以下は、判例タイムズに掲載された記事をそのまま収録しています。オリジナルの判決文ではありません。

〔判決理由〕(一) 被告カネヨ水産の免責の成否

<証拠>を総合すると、次の事実が認められる。

(1) 本件事故現場は、東西に通ずる車道幅員13.0米の直線舗装道路上で、中央線の表示があり、両側に幅員約1.5米の歩道が設けられている。

(2) 被害車両の車幅は1.28米、長さ三米、第一事故車の車幅は2.47米、長さ9.14米、第二事故車の車幅は1.695米、長さ4.635米である。

(3) 訴外藤山運転の第一事故車は、本件道路中央線寄りを東に向けて時速約四〇粁で進行していたが、車道左端寄りを時速約四〇粁(ただし第一事故車よりやや遅い速度)で同方向に進行中の原告常太郎運転の被害車を、約一〇〇米追尾しつつ次第に接近し、本件事故現場手前において、これを追抜くべく、時速約五〇粁に加速して、その右後方約三米の位置まで接近した。
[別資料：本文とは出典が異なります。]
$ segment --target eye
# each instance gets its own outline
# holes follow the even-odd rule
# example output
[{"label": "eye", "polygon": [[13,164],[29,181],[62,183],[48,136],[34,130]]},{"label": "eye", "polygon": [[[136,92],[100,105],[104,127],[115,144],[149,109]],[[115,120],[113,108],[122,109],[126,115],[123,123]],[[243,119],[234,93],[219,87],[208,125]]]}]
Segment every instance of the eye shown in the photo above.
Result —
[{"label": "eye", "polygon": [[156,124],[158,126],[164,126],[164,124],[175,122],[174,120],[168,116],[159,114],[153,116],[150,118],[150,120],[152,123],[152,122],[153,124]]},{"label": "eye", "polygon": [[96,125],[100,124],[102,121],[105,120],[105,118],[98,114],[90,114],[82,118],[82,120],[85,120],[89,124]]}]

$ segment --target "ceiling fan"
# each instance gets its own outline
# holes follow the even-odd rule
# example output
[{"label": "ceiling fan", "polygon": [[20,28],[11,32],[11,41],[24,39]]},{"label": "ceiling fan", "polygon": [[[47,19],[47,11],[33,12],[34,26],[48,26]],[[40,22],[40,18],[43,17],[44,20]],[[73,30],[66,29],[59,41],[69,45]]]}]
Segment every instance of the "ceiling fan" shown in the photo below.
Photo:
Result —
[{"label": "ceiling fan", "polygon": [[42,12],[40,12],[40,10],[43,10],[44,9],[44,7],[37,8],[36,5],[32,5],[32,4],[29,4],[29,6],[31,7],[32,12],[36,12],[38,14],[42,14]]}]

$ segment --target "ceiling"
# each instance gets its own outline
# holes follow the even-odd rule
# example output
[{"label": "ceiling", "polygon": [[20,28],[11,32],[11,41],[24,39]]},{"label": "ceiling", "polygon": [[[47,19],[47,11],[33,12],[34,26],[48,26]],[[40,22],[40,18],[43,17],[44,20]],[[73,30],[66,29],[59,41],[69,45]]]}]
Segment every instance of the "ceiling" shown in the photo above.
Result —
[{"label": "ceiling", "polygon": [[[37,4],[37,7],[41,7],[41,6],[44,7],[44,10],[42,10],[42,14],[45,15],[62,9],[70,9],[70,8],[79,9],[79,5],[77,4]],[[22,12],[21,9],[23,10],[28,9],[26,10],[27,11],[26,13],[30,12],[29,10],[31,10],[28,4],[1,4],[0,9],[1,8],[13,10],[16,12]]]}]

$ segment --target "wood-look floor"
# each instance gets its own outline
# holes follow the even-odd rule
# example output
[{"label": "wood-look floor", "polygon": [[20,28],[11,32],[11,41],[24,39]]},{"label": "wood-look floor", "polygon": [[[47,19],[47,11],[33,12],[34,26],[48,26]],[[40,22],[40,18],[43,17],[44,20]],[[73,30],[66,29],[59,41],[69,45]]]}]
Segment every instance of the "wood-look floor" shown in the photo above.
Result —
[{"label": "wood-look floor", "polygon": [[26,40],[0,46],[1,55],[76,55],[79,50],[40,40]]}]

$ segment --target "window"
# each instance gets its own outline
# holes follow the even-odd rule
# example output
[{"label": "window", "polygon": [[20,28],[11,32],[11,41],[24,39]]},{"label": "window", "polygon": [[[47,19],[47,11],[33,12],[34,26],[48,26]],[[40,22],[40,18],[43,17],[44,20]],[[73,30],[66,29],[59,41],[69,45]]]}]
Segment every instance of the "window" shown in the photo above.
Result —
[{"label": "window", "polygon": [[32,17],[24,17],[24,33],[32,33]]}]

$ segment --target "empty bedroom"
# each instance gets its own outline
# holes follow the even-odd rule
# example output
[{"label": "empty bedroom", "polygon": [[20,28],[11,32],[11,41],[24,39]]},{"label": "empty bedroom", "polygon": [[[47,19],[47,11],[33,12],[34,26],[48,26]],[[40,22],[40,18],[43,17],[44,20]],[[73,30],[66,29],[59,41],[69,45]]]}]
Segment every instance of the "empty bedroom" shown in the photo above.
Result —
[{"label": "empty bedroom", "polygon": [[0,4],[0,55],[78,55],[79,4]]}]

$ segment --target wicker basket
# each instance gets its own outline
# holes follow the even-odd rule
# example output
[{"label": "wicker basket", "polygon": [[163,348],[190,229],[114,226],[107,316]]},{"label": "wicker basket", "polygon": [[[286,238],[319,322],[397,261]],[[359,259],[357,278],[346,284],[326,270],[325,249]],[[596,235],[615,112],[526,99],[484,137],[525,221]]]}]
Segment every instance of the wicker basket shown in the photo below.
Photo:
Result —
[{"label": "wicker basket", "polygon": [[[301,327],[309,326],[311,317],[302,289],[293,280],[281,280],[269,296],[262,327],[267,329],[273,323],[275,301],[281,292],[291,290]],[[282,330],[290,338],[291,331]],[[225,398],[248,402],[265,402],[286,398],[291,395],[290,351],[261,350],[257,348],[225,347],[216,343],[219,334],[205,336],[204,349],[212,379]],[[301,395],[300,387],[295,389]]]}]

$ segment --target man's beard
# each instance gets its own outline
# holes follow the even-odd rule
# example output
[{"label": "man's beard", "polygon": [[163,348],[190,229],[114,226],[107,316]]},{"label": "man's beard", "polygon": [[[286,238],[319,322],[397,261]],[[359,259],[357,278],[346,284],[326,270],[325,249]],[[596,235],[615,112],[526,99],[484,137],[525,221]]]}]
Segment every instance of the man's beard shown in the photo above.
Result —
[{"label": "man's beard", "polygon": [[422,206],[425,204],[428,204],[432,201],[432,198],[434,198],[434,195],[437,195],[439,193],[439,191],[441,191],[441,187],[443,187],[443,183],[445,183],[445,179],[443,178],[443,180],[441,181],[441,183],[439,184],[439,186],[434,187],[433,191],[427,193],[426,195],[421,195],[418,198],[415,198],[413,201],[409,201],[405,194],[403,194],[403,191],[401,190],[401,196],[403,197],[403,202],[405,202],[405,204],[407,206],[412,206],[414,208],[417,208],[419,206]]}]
両車両の位置関係から、そのまま進行すれば第一事故車が特に進路を変更しないでも被害車の右側を安全に追抜きできる状態にあつた。

(4) 一方、訴外土方は第二事故車を運転して第一事故車後方を同一方向に進行し、前記のような状態にある第一事故車に迫つて来たが、対向車とすれ違うまでにこれを追越せるものと思つて第一事故車を追越すべく時速約六〇粁で対向車線に進入してこれを並んだところ、十分にその前方に出ないうちに、対向車が意外に早く接近したのに驚いてハンドルを左に急転把し、そのため第二事故車左後車輪フェンダーを第一事故車右前輪の足かけ(ディスクホイルの突出部分)に引つかけるような形で衝突させた。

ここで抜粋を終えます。